Fortunately or unfortunately, growing, moving forward and changing always involve letting go of something, you cannot have everything at the same time, you cannot stay where you feel safe and at the same time expect the new, the different; Change always requires going through a void, a moment of uncertainty in which everything seems confusing.
And yes, many times that emptiness is scary, sometimes you have to take a step back to push yourself and when you least realize it, you have already advanced much further than you imagined, because growth does not feel comfortable in the moment, many times, it does not even seem like growth, rather it seems like loss, it seems like chaos, it seems like a mistake, but over time you look back and understand that it was exactly what you needed to get where you are now.

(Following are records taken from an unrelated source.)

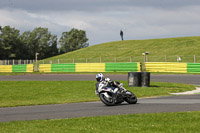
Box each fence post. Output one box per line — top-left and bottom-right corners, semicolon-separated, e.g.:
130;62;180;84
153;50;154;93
130;56;133;62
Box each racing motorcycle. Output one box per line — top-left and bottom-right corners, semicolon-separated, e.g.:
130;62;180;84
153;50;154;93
97;82;137;106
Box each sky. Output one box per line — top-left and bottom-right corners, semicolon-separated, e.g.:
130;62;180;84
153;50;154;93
0;0;200;46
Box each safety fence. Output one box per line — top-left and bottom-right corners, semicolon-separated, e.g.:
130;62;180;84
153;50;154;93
0;64;33;72
145;62;200;73
0;62;200;73
39;62;141;72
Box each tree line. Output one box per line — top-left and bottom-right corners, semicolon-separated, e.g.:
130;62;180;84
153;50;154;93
0;26;89;60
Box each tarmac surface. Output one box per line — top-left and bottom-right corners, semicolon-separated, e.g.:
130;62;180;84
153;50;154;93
0;74;200;122
0;74;200;85
0;95;200;122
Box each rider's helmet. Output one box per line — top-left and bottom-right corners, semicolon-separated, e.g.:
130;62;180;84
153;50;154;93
96;73;104;82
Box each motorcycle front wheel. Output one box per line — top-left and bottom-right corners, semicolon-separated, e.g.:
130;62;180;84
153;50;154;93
99;92;115;106
124;91;137;104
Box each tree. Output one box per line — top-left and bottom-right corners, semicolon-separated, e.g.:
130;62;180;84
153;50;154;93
0;26;23;59
21;27;58;59
59;28;89;53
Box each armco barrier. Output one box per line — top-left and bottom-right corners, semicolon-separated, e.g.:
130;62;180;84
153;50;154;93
76;63;105;72
145;62;187;73
51;63;75;72
187;63;200;73
39;64;51;72
105;63;140;72
0;64;33;72
39;63;141;72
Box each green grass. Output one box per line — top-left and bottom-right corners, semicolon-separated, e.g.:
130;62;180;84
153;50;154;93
0;81;195;107
0;111;200;133
45;36;200;63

It's not the end of the world, we all go through this at some point and what really makes the difference is not the situation itself, but the perspective with which we approach the situation, it's about how you choose to look at the situation, about learning to trust your intuition, even when the path is still not entirely clear, because in the end, that intuition will always be stronger than any doubt, you can see it as the end of something or you can see it as the beginning of something bigger.
You can focus on what you lost or you can open yourself to what you are about to gain, when you decide to walk away from something or someone, it is inevitable that memories appear, because that was your reference point, your Comfort zone, the known always calls us back, not because it is the best but because it is what is familiar to us.
It's like when you decide to leave your house to go live alone, at first everything is excitement, everything is new, but then those thoughts of Soledad arrive: "I would have done well to leave", "what if I had stayed" and of course that nostalgia is normal, but if you look deeper you will realize that there is something inside you that continues to push forward, because once you start to grow, even if you look back you know that you can no longer be the same person, fear is part of the process.
And uncertainty too, but you cannot build a new life if you continue holding what no longer belongs to you, so, even if it hurts, even if there are doubts, even if nostalgia makes you question everything, listen to that inner voice that deep down already knows the answer, you are on the right path.